Every time I run (2.2 x 11 / - 7 y cos *), the net result is that I add a new copy of the pair [-7 0.2] to the stack. Those values depend on the arguments x and y, but they seem to be constant as long as x and y are constant.

Suppose I were to abstract the sequence of tokens 2.2 x 11 / - 7 y cos * as Y. Whenever I invoke Y in my interpreter now, I will now just push the pair -7 0.2 onto the stack all at once, and not bother consuming anything from the number stack at all.

[]              (2.2 x 11 / - 7 y cos * 2.2 x 11 / - 7 y cos *)
[]              (Y 2.2 x 11 / - 7 y cos *)
[-7 0.2]        (2.2 x 11 / - 7 y cos *)
[-7 0.2]        (Y)
[-7 0.2 -7 0.2] ()

Can I do the same thing for the other examples? Sure. Suppose I say the intact program (2.2 x 11 / - 7 y cos * +) is represented by X, and know that its result is -6.8. Instead of substituting beforehand, let me make the change in-line, as though the “interpreter” was “recognizing” the pattern as it executed the code….

[]          (2.2 x 11 / - 7 y cos * + 2.2 x 11 / - 7 y cos * +)
[]          (X 2.2 x 11 / - 7 y cos * +)
[6.8]       (2.2 x 11 / - 7 y cos * +)
[6.8]       (X)
[-6.8 -6.8] ()

What about (x 11 / - 7 y cos * +)? Say this is Z. But notice that it doesn’t feel “self-contained” in the same way as our X and Y did. If I run Z with “no arguments” (an empty stack), I “get a result” of -5. If there is an “argument” available, then I end up subtracting nine from that value.
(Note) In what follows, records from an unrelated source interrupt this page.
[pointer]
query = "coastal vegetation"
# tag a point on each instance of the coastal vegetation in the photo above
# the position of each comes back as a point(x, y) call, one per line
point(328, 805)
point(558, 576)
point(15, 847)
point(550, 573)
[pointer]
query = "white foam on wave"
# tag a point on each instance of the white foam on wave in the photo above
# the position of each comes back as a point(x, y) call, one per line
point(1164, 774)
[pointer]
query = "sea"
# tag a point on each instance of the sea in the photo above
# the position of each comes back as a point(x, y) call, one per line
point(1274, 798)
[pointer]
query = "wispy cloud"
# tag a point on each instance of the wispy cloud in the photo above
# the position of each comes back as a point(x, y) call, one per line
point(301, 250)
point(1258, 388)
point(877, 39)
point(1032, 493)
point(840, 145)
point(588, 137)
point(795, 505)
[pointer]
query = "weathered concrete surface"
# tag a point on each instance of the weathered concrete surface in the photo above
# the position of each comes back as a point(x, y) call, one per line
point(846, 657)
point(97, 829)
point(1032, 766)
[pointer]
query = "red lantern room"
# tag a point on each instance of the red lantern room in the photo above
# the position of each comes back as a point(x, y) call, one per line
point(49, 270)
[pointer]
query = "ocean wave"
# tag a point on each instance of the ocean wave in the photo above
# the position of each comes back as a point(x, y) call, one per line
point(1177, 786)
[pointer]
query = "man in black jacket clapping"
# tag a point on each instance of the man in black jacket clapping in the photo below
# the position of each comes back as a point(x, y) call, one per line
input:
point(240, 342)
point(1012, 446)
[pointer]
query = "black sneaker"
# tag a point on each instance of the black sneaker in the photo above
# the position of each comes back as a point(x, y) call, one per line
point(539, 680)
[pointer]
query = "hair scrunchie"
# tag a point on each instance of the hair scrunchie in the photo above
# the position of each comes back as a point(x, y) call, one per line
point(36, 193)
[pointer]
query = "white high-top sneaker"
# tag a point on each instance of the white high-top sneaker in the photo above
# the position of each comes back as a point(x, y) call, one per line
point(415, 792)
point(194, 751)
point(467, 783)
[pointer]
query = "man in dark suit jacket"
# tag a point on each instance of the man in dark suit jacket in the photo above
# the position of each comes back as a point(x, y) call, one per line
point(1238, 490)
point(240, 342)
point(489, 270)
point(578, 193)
[]    (x 11 / - 7 y cos * + x 11 / - 7 y cos * +)
[]    (Z x 11 / - 7 y cos * +)
[-5]  (x 11 / - 7 y cos * +)
[-5]  (Z)
[-14] ()

Those three abstractions, though….

X: (2.2 x 11 / - 7 y cos * +)   => push -6.8
Y: (2.2 x 11 / - 7 y cos *  )   => push the pair -7 0.2
Z: (    x 11 / - 7 y cos * +)   => push -5 if stack is empty, or subtract 9

There’s an odd sort of mathematical relationship between X and Y and Z, isn’t there? I mean, as ordered collections of tokens they contain one another—in the sense that X contains the source code of both Y and Z, and that each of those contain much of one another’s source code. But they’re not doing quite the same things.

Isn’t that weird?

[That’s a leading question]

But of course, this is all happening when the arguments x and y are fixed. These RPN programs are, after all, supposed to represent “functions” of some sort. What kind of functions are X and Y and Z, in this scheme? How do they relate to one another

a bit more abstraction

I’m suddenly concerned that by only looking at fixed assignments to the variables x and y in my programs, I’m masking something interesting.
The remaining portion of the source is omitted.